Hello, I'm new to reptile keeping because I've wanted them for years, but have always been stopped by my huge fear of bugs. My dream pet is an African Fat Tailed Gecko<3.
I heard about this Zen Feeder by Zen Habitats and was wondering if anyone here has one?


Watching videos on it, it looks incredible for those of us with bug issues that still want reptiles. However, they've been discontinued ): 
If anyone has one they'd be willing to part with or sell, I'd be incredibly grateful!!!

Please no comments about how I shouldn't get a reptile! I'm trying to overcome my fear and will look for another option if I can't find one of these feeders. I'm open to suggestions too~

Thank you!


----------



## LiasisUK (Sep 30, 2019)

Not heard of them before, is it an American company? 

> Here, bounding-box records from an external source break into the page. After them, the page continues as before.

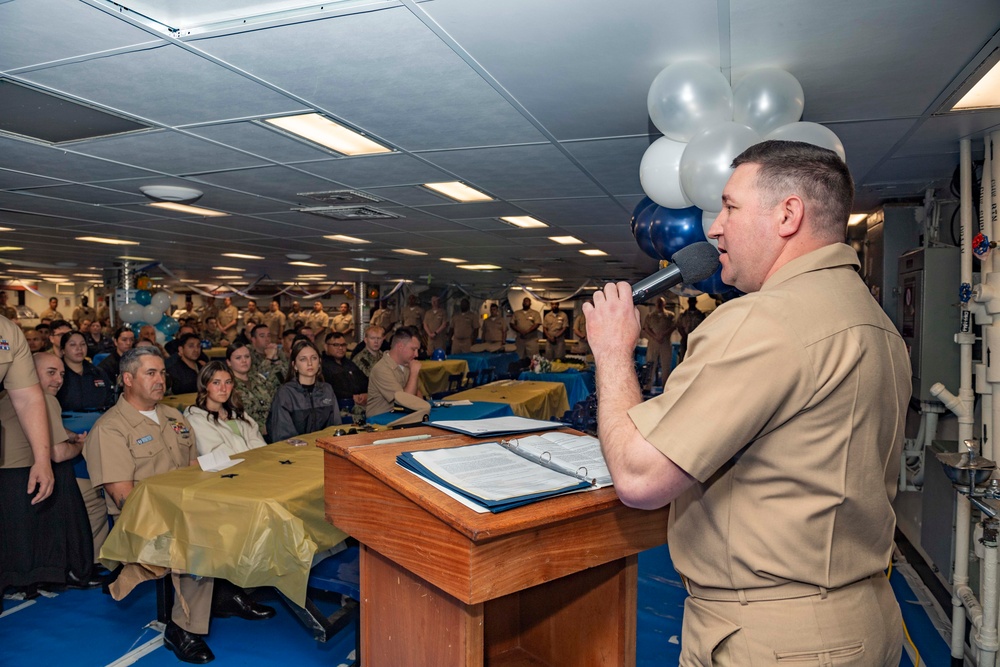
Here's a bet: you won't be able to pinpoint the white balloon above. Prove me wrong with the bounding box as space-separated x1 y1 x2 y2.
118 301 142 324
701 211 720 248
639 137 691 208
142 304 163 324
149 292 170 313
681 122 760 211
646 60 733 141
764 123 847 161
733 68 806 136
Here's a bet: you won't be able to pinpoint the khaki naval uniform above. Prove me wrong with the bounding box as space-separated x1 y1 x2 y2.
330 313 357 343
629 243 910 665
511 308 542 359
73 306 97 326
365 354 410 417
451 312 479 354
542 310 569 359
83 396 214 635
423 308 448 355
261 310 285 344
642 310 677 389
218 306 240 343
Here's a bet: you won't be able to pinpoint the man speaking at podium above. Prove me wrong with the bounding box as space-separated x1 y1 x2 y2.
584 141 910 667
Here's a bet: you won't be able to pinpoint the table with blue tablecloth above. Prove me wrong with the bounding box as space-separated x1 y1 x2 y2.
448 352 520 377
367 401 514 426
517 369 595 407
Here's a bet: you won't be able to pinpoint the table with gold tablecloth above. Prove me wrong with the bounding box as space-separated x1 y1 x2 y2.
447 380 569 419
101 428 347 606
160 393 198 412
417 359 469 396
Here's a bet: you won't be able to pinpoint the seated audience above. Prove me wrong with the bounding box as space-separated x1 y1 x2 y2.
184 361 267 456
167 333 202 395
84 347 274 664
267 340 341 442
226 343 285 436
0 350 94 600
323 331 368 412
365 327 420 417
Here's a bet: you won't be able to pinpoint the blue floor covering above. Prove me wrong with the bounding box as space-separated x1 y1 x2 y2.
0 547 948 667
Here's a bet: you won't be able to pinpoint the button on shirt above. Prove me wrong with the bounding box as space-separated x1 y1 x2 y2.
629 244 910 589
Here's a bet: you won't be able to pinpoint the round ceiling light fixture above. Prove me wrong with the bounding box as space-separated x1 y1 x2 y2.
139 185 204 204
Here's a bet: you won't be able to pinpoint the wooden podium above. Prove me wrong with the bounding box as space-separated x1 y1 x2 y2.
318 427 667 667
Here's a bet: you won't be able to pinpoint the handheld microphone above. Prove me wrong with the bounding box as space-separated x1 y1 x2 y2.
632 241 719 304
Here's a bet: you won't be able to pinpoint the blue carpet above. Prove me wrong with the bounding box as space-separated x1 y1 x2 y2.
0 547 949 667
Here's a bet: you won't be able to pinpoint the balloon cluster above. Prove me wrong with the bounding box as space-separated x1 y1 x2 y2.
632 61 845 294
118 289 180 345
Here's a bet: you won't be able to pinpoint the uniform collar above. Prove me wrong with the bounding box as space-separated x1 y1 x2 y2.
760 243 861 291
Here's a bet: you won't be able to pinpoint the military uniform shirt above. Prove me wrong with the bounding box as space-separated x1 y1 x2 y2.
83 396 198 515
629 243 910 589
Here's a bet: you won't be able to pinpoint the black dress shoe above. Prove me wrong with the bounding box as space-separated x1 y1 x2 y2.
212 591 274 621
163 621 215 665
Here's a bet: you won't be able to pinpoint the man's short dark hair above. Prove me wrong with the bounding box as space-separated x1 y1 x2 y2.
732 139 854 240
177 333 201 350
390 327 420 347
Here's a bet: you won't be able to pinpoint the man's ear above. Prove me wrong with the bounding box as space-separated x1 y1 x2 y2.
778 195 806 238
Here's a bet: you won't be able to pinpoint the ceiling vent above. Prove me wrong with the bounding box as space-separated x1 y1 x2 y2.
298 190 382 206
292 206 403 220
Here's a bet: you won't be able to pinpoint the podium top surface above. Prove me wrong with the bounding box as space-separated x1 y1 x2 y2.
316 426 628 542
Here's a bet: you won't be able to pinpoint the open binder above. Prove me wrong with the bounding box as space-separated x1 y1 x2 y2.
396 433 611 513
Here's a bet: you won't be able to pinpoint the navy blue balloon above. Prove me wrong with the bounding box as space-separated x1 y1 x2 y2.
633 203 663 259
629 197 656 236
649 206 708 260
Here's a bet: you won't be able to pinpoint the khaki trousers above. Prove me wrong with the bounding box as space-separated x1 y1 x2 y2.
170 572 215 635
680 574 903 667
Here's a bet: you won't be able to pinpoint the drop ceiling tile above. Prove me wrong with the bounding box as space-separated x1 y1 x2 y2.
0 0 161 70
422 144 602 199
0 136 152 182
296 153 454 190
74 131 265 174
198 8 543 150
23 44 303 126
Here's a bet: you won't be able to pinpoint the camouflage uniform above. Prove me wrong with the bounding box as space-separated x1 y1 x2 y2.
233 368 281 434
352 347 382 377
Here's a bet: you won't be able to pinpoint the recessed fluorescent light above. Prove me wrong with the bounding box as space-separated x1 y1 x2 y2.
76 236 139 245
952 63 1000 111
500 215 548 229
424 181 493 202
265 113 392 155
323 234 371 243
146 201 229 218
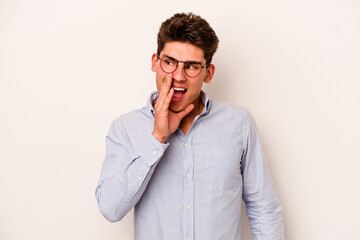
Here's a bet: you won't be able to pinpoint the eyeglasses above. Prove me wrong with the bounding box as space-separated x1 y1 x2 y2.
158 56 210 78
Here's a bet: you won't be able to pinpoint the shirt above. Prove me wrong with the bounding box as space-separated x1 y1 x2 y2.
95 92 284 240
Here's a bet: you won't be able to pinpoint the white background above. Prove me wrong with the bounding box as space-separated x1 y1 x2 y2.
0 0 360 240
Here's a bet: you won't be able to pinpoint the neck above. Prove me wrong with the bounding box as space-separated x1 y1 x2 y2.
179 97 204 135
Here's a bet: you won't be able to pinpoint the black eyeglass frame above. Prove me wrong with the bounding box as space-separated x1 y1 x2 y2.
157 55 211 78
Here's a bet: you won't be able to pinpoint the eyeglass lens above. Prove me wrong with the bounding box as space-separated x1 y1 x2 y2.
160 57 202 77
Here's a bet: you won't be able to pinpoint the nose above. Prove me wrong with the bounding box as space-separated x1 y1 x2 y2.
173 62 186 81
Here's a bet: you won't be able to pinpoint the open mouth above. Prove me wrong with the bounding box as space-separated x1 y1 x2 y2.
171 87 187 102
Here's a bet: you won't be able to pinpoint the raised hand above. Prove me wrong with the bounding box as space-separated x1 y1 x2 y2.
152 74 194 143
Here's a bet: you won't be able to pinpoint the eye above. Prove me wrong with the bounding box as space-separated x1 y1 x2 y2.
163 58 176 66
185 63 201 70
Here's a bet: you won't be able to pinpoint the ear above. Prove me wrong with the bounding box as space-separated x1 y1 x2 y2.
151 53 158 72
204 64 215 83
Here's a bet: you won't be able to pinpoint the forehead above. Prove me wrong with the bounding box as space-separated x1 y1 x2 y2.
160 42 205 62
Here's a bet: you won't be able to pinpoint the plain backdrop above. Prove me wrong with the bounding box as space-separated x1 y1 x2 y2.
0 0 360 240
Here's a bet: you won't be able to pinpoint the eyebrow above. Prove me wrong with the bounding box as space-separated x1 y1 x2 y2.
163 54 202 65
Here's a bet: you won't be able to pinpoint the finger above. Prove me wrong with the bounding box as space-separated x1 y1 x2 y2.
156 74 172 107
177 104 194 119
163 88 175 108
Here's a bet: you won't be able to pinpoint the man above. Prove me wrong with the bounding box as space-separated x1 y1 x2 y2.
96 13 283 240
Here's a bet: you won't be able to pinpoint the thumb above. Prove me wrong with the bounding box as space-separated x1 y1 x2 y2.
177 104 194 120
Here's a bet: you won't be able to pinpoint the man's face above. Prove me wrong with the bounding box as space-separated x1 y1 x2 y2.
151 42 215 112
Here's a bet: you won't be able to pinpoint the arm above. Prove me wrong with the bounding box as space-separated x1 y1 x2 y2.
95 74 194 222
95 122 168 222
241 113 284 240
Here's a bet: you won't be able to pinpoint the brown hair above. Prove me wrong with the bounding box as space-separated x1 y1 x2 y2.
157 13 219 64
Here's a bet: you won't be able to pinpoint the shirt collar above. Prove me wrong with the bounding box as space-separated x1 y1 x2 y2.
146 91 210 116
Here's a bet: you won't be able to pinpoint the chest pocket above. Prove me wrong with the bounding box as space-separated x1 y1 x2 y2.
194 147 242 190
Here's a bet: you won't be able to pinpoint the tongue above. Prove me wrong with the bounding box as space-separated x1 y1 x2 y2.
173 91 185 98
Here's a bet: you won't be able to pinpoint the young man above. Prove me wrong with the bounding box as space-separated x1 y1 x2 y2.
96 13 283 240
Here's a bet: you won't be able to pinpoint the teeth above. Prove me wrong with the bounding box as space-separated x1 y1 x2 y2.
174 88 185 91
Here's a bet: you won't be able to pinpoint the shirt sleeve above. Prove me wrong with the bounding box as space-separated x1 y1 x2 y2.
241 110 284 240
95 119 168 222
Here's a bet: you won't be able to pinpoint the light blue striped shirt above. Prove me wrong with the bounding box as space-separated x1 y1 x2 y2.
95 92 284 240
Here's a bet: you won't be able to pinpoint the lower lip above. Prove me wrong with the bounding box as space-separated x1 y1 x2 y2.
171 89 186 102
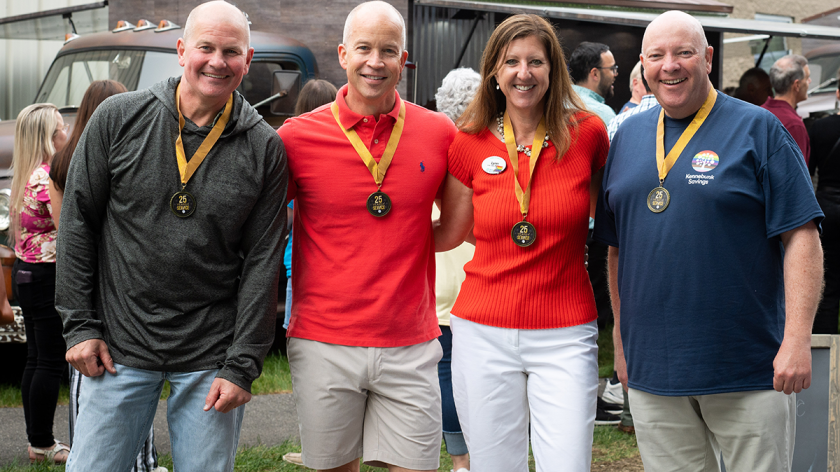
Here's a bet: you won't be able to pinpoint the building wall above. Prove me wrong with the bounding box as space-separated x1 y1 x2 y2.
108 0 412 96
715 0 840 87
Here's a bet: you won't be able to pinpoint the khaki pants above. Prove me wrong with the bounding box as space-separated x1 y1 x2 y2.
630 389 796 472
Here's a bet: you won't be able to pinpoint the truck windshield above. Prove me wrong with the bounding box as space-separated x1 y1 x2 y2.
35 49 183 108
808 54 840 93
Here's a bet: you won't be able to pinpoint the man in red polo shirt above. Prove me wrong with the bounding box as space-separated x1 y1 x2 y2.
278 2 456 471
761 54 811 165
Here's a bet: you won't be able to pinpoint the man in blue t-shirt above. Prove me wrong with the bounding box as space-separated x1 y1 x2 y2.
595 11 823 472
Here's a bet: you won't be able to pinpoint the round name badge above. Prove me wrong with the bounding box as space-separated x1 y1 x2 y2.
510 221 537 247
648 187 671 213
367 191 391 217
169 191 195 218
481 156 507 175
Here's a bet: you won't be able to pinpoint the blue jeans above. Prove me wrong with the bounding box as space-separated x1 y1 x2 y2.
66 365 245 472
438 326 469 456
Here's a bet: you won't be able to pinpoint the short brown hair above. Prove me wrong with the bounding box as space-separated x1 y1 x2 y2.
295 79 338 116
457 15 594 159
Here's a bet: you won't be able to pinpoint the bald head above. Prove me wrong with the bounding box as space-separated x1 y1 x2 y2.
341 0 406 50
640 11 714 119
184 0 251 47
642 10 709 54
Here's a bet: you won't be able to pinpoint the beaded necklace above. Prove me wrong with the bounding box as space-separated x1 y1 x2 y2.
496 113 549 157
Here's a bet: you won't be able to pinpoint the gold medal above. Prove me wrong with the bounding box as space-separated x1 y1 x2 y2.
510 221 537 247
367 190 391 217
503 112 547 247
169 191 195 218
330 101 405 217
169 84 233 218
647 87 717 213
648 187 671 213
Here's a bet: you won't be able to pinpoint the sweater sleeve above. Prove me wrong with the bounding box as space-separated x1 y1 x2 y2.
216 130 288 392
55 104 117 349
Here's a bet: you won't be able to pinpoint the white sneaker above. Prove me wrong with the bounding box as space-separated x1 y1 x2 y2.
283 452 303 465
601 381 624 405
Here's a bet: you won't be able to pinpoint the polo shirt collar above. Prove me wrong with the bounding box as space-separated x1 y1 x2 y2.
639 93 659 106
335 85 402 129
572 85 605 103
764 97 796 113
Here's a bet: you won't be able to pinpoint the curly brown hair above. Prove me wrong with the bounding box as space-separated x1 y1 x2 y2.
457 15 594 159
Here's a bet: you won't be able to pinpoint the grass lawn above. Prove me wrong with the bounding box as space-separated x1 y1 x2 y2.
0 432 638 472
0 354 292 410
0 326 639 472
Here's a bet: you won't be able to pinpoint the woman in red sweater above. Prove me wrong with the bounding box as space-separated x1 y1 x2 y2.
435 15 609 472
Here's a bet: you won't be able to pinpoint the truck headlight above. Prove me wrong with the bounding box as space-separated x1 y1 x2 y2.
0 188 12 231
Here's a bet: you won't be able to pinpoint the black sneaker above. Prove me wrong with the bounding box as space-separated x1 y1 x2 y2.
595 406 621 426
598 397 624 415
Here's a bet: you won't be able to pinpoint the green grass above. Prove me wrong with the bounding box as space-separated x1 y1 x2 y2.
0 348 639 472
0 432 639 472
592 426 639 464
598 325 615 378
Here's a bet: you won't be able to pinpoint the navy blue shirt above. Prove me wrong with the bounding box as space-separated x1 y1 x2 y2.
595 92 823 396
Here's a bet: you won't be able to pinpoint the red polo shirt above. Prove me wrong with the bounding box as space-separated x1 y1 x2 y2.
277 86 457 347
761 97 811 165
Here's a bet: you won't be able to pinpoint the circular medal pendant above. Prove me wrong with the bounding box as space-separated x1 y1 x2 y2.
169 191 195 218
510 221 537 247
648 187 671 213
367 190 391 217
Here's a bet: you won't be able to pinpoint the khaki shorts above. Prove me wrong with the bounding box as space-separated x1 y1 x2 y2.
629 388 796 472
287 338 443 470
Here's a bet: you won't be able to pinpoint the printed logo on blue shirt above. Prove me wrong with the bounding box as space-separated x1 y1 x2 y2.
685 151 720 185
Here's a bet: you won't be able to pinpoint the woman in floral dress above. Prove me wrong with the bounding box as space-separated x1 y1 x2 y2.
10 103 70 463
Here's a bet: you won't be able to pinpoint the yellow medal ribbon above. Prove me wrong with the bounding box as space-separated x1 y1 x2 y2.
330 101 405 187
505 112 545 221
656 87 717 187
175 84 233 189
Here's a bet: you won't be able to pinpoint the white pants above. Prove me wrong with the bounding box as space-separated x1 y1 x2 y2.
451 316 598 472
629 389 796 472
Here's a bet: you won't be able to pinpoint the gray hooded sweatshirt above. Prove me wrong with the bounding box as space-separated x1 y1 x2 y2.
56 78 288 391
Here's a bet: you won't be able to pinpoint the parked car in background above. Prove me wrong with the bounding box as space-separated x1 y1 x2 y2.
796 43 840 121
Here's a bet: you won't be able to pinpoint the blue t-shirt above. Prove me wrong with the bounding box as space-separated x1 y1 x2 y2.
283 200 295 279
594 92 823 396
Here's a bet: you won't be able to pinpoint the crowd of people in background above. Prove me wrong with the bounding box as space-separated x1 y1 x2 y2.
0 1 840 472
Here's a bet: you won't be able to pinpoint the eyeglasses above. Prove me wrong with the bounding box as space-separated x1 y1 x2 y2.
596 64 618 74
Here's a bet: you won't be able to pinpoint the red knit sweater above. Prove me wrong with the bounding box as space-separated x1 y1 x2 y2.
449 115 609 329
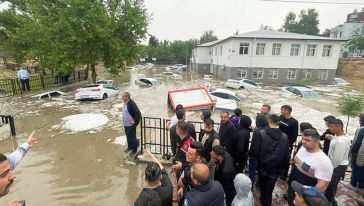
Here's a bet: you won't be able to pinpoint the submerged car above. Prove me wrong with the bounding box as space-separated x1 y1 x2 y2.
210 89 243 102
135 77 161 86
334 78 350 86
225 79 261 89
32 91 65 99
75 83 119 100
282 86 320 98
161 72 182 80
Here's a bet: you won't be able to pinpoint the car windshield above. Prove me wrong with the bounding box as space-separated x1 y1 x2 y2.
81 84 99 88
335 79 347 83
301 91 320 98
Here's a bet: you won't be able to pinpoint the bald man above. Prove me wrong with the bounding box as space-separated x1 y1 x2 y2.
184 163 225 206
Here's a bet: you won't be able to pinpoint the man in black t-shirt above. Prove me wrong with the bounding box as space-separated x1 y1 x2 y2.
279 105 298 180
135 149 173 206
211 145 236 206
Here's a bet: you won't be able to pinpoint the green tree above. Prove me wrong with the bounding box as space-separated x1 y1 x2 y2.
0 0 148 81
338 95 364 132
282 9 320 35
199 30 217 44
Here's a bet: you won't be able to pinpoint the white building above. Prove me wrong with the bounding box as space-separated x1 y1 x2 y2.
192 30 342 83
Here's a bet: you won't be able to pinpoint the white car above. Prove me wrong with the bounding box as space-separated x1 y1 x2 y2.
334 78 350 86
225 79 261 89
210 89 243 102
173 64 187 71
282 86 320 99
75 84 119 100
135 77 161 86
203 74 214 81
32 91 65 99
161 72 182 80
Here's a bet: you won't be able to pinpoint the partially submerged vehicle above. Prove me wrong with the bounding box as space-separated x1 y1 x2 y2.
168 88 215 111
32 90 65 99
75 80 119 100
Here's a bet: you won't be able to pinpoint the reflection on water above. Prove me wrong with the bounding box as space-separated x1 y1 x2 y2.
0 69 357 206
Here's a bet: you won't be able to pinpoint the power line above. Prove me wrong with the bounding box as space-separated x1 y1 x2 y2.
260 0 364 5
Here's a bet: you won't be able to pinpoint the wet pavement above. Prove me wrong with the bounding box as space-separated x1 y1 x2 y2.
0 67 360 206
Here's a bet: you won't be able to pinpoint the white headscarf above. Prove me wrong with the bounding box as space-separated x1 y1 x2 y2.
231 173 254 206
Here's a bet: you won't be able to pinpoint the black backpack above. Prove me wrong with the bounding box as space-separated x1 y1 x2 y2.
259 130 290 169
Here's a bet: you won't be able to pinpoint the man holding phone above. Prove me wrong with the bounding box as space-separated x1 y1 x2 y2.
288 129 333 206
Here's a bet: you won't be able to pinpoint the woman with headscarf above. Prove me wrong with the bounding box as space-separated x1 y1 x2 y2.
249 114 268 185
231 173 254 206
230 115 252 173
198 109 211 142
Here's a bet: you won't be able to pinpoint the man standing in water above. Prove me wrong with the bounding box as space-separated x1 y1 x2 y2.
121 92 141 155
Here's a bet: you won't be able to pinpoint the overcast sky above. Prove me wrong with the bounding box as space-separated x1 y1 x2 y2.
0 0 364 42
145 0 364 40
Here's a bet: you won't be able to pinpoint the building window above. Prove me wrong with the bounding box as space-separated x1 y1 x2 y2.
318 69 329 80
322 45 332 57
255 43 265 55
272 44 282 56
291 44 300 56
287 69 297 79
237 69 248 79
269 69 279 79
301 69 312 80
239 43 249 55
306 44 316 57
253 69 264 79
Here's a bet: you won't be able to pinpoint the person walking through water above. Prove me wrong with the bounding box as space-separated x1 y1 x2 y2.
121 92 141 156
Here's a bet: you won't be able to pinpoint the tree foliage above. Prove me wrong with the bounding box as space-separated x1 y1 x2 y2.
0 0 148 81
282 9 320 35
347 29 364 50
199 30 218 44
338 95 364 131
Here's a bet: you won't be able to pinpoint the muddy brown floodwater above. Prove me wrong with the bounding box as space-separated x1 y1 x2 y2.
0 69 358 206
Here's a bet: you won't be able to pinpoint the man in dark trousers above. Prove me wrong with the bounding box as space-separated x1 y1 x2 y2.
121 92 141 155
200 118 220 162
211 145 236 206
320 115 336 155
279 105 298 180
219 111 236 154
255 114 290 206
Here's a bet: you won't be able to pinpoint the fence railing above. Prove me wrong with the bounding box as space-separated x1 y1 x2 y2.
0 115 16 136
0 71 86 97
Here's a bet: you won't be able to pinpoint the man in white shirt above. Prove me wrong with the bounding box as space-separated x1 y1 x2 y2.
325 119 351 206
17 66 30 91
288 129 333 206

To be honest you get over the bugs very very quickly


----------



## elishacoombes9 (Sep 5, 2017)

LiasisUK said:


> Not heard of them before, is it an American company?
> 
> To be honest you get over the bugs very very quickly


You say that. 
I still will NOT touch a locust, still freak me out to this day. In college I’d do the cricket feeding only. I’m now 27 and still cannot touch one. I have tried many times but I freak out. They’re so jumpy! 
Crickets fine and anything else really, but locust and moths are a no from me 


Sent from my iPhone using Tapatalk


----------



## pixelgecko (May 17, 2021)

LiasisUK said:


> Not heard of them before, is it an American company?
> 
> To be honest you get over the bugs very very quickly


Yes, it's american! So I know it's unlikely that anyone here has one (I'm from the uk too) but I thought I'd check just in case.


----------